Выбрать главу

Финальные слова утонули в диком, восторженном реве. Наемники вскочили на ноги, вскидывая оружие, их лица, освещенные пламенем костров, были похожи на маски демонов. Они предвкушали кровь, золото и крики.

Хакон смотрел на свою стаю с холодным удовлетворением. Да, они были животными. Но это были его животные. И он собирался спустить их на мирное, ничего не подозревающее стадо овец.

Я сидел на крыльце нашего дома, глядя, как солнце опускается за верхушки деревьев, окрашивая небо в цвета плавленого золота и крови. Тело гудело после очередной тренировки с Каэланом. Мышцы горели приятной усталостью. День был прожит правильно. Но душа была беспокойна.

Я смотрел на свои руки. Ладони восьмилетнего мальчика, покрытые сетью твердых мозолей. Эти руки уже умели держать меч. Эти руки умели вызывать огонь. Они были инструментами силы, инструментами выживания. Но глядя на них, я думал не о будущем, а о прошлом.

Внезапно, с пронзительной ясностью, я вспомнил другие свои руки. Бледные, слабые, с тонкими пальцами, которые не знали ничего тяжелее пульта от телевизора или компьютерной мыши. И я вспомнил то фантомное, давно забытое чувство мертвых ног. Пустоту ниже пояса. Холодный металл инвалидного кресла, который был моим вечным спутником, моей тюрьмой.

Воспоминания нахлынули без моего разрешения. День рождения. Мне тогда исполнилось пятнадцать. Я сидел в своей комнате целый день, глядя на дверь. Ждал. Но никто не вошел. Я слышал, как в гостиной смеются мои старые родители, смотря какую-то комедию. Они не были злыми. Они просто... устали. Устали от сына-калеки, от несбывшихся надежд, от чувства вины. Я перестал быть для них человеком. Я стал обязанностью, которую они исполняли все более небрежно. Они забыли.

И в этом не было трагедии крика. Была лишь тихая, удушающая трагедия забвения.

Из дома вышла мама. Она несла мне кружку теплого молока с медом. Ее движения были уже не такими легкими, как раньше. Она двигалась осторожно, бережно неся не только кружку, но и новую жизнь внутри себя.

— Ты чего застыл, совенок? — мягко спросила она, садясь рядом. — Замерз, небось?

Она протянула мне молоко. Я взял кружку, и наши пальцы соприкоснулись. Ее рука была теплой, настоящей. Я посмотрел на ее лицо, на котором пролегли новые морщинки усталости, но глаза светились таким тихим, безмятежным счастьем.
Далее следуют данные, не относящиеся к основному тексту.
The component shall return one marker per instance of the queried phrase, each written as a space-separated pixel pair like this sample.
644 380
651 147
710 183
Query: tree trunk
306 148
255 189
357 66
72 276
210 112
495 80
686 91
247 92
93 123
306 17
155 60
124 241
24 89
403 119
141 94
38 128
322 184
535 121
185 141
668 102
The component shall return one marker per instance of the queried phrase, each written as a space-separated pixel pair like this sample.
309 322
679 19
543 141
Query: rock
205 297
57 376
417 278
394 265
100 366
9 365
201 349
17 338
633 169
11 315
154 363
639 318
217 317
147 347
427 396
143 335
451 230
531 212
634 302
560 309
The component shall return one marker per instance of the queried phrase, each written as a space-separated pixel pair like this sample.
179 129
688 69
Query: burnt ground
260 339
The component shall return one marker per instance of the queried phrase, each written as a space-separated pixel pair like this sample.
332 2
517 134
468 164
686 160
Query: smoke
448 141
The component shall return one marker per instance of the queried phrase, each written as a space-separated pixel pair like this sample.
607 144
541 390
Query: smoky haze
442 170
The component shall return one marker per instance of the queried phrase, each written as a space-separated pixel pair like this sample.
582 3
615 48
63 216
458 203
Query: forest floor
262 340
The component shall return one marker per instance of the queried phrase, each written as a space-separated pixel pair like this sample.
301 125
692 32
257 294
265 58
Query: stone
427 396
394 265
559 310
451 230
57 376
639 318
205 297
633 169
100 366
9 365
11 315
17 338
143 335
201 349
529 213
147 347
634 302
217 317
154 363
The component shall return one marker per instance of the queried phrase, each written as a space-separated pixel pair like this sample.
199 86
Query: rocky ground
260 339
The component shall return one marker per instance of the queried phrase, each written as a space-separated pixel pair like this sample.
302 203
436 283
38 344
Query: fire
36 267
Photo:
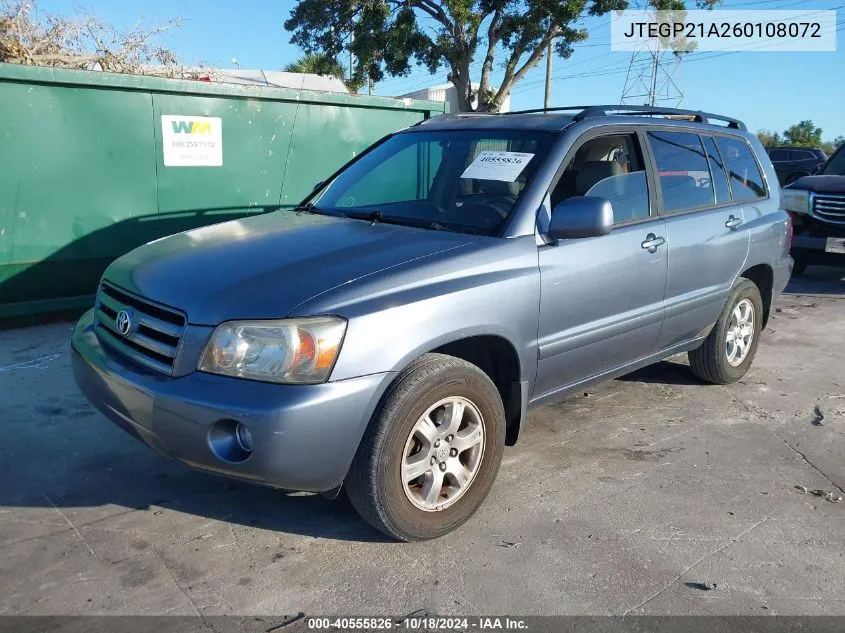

Я вспомнил, как отец вчера, думая, что я сплю, встал ночью и укрыл меня одеялом, которое я скинул во сне. Он ничего не сказал, просто постоял мгновение и вышел.

Простые, будничные жесты. Незаметные проявления любви. То, чего я был лишен целую вечность. То, что я получил здесь сполна.

Я сделал глоток молока. Оно было сладким, пахло домом, заботой. И на фоне этой простой, земной теплоты, фигура Системы, давшей мне все это, показалась мне еще более непостижимой.

«Кто ты? — мысленно спросил я у пустоты, в которой иногда вспыхивали синие экраны интерфейса. — Безразличный бог? Всемогущий экспериментатор? Демон, играющий со сломанными душами? Ты вырвал меня из тихого ада апатии и бросил в жестокий мир, где в любой момент меня может убить гоблин или наемник. Ты дал мне тело, способное чувствовать боль так же остро, как и силу. Зачем? Какова цена этого дара?»

Ответа не было. Никогда не было. Система была идеальным инструментом, но молчаливым партнером. Она давала возможности, но не давала объяснений.

Но глядя на силуэт матери на фоне заката, я понял, что мне и не нужны объяснения. Какова бы ни была цена, я уже согласился ее заплатить. Потому что награда была несоизмеримо выше.

Награда — это тепло ее руки. Это молчаливая гордость в глазах отца. Это глухой стук новой жизни, обещающей будущее.

В прошлой жизни меня забыли. Я был ошибкой, статистической погрешностью, о которой проще было не вспоминать. В этой жизни я стану тем, кого невозможно будет игнорировать. Я стану их опорой. Их крепостью. Их щитом.

Даже если для этого мне придется стать мечом, направленным против всего остального мира.

Я допил молоко. Внутри разлилось тепло. Тревога ушла, сменившись холодной, как сталь моего меча, решимостью. Впереди была работа. Много работы.